Cuando entró en vigencia el Código Procesal Penal en el año 2004, la República Dominicana contaba con 12,000 personas privadas de libertad, más de dos décadas después las cifras superan el doble de este número, pues datos de mayo de este año revelan 25,878 internos en total. Con casi el doble también respecto a la capacidad del sistema penitenciario, que revela niveles de hacinamiento alarmantes, entró en vigencia el pasado mes de agosto el nuevo Código Penal con penas de hasta 40 años de prisión y cúmulo de infracciones hasta los 60 años.
Las luces del Código Penal se han ido resaltando en esta misma columna, por lo que hoy toca poner nombre y apellido a este fenómeno respecto al aumento de las penas, esto es populismo penal puro y duro. Eduardo Jorge Prats utiliza como definición de populismo penal la estrategia de resolver los problemas de inseguridad ciudadana “calmando” el clamor popular con aumento de penas, disminución de la edad de imputación juvenil y otras reformas asociadas que, a la hora de su implementación, no producen un impacto real en la prevención y disminución del delito.

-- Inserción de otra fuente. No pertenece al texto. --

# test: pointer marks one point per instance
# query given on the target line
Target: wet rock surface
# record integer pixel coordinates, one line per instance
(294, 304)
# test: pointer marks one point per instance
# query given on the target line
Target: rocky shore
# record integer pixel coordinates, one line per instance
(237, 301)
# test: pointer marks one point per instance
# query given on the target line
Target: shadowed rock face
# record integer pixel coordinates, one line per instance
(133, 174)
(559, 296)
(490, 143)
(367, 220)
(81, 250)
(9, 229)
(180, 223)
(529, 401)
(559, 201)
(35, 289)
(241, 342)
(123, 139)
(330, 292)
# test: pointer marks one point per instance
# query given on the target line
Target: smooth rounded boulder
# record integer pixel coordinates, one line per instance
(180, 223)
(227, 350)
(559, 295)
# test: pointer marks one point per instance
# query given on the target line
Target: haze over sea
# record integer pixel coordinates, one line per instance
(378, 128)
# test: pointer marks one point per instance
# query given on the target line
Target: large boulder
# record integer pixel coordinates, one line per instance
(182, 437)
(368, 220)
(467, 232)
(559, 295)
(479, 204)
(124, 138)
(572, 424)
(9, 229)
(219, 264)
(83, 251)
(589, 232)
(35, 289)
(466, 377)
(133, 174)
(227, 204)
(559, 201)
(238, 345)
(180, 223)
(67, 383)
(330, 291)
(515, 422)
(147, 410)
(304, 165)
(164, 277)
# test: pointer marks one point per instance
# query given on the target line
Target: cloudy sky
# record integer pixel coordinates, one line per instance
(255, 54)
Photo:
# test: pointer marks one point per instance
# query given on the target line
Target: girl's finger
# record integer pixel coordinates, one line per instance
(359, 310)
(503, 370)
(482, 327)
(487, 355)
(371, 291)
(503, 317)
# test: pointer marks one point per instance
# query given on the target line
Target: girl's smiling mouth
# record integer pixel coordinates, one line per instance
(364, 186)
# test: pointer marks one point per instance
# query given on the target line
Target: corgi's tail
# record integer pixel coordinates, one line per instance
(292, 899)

Así las cosas, con el nuevo Código Penal, el legislador decidió responder al fenómeno de la criminalidad endureciendo, desmesuradamente, las sanciones, dejando de lado las circunstancias sociales, económicas y estructurales que le rodean, mecanismo que no representa una respuesta real sino un puro simbolismo.
Aunque algunos sectores celebran el endurecimiento de las penas como un avance, el fondo de este asunto revela lo contrario, ¿Con el doble de personas privadas de libertad que hace 20 años podemos afirmar que existe alguna reducción en la criminalidad? La respuesta es un no rotundo. Los legisladores fallaron en el diagnóstico social que debe preceder a un cambio trascendental como el operado con la Ley 74-25, es más fácil (y popular) prometer a la ciudadanía “mano dura” que diseñar una política criminal basada en información, evidencia y un plan de acción. Ya lo decía hace muchos años la magistrada emérita del Tribunal Constitucional, Katia Miguelina Jiménez, al señalar que el endurecimiento de las penas era una estrategia más rentable políticamente que jurídicamente.
La ausencia de proporcionalidad y razonabilidad en muchas de las sanciones del texto penal y las reducidas escalas que impiden al juez moderar el castigo con atención a las circunstancias concretas, se unen a la finalidad de las penas que, según la Constitución, es la reinserción social, imposible en las circunstancias actuales.
La alternativa al populismo penal no es la barbarie ni ningún sistema abolicionista, es invertir la lógica, fijarnos en los países que han logrado bajar los índices de criminalidad de forma sostenida. ¿Qué hicieron estos países? ¿Dónde invirtieron recursos? Nuestro país sigue reaccionando a situaciones y olvidándose completamente de la prevención y la educación.
El derecho penal no puede cambiar una sociedad, el 6 de agosto de 2026 no amanecimos con ciudades más seguras, con índices de delincuencia por los suelos ni nada parecido, creer esto es puro populismo y en unos años veremos los resultados de esta errada estrategia, cuando el número de privados de libertad y los índices de criminalidad sigan creciendo a la par.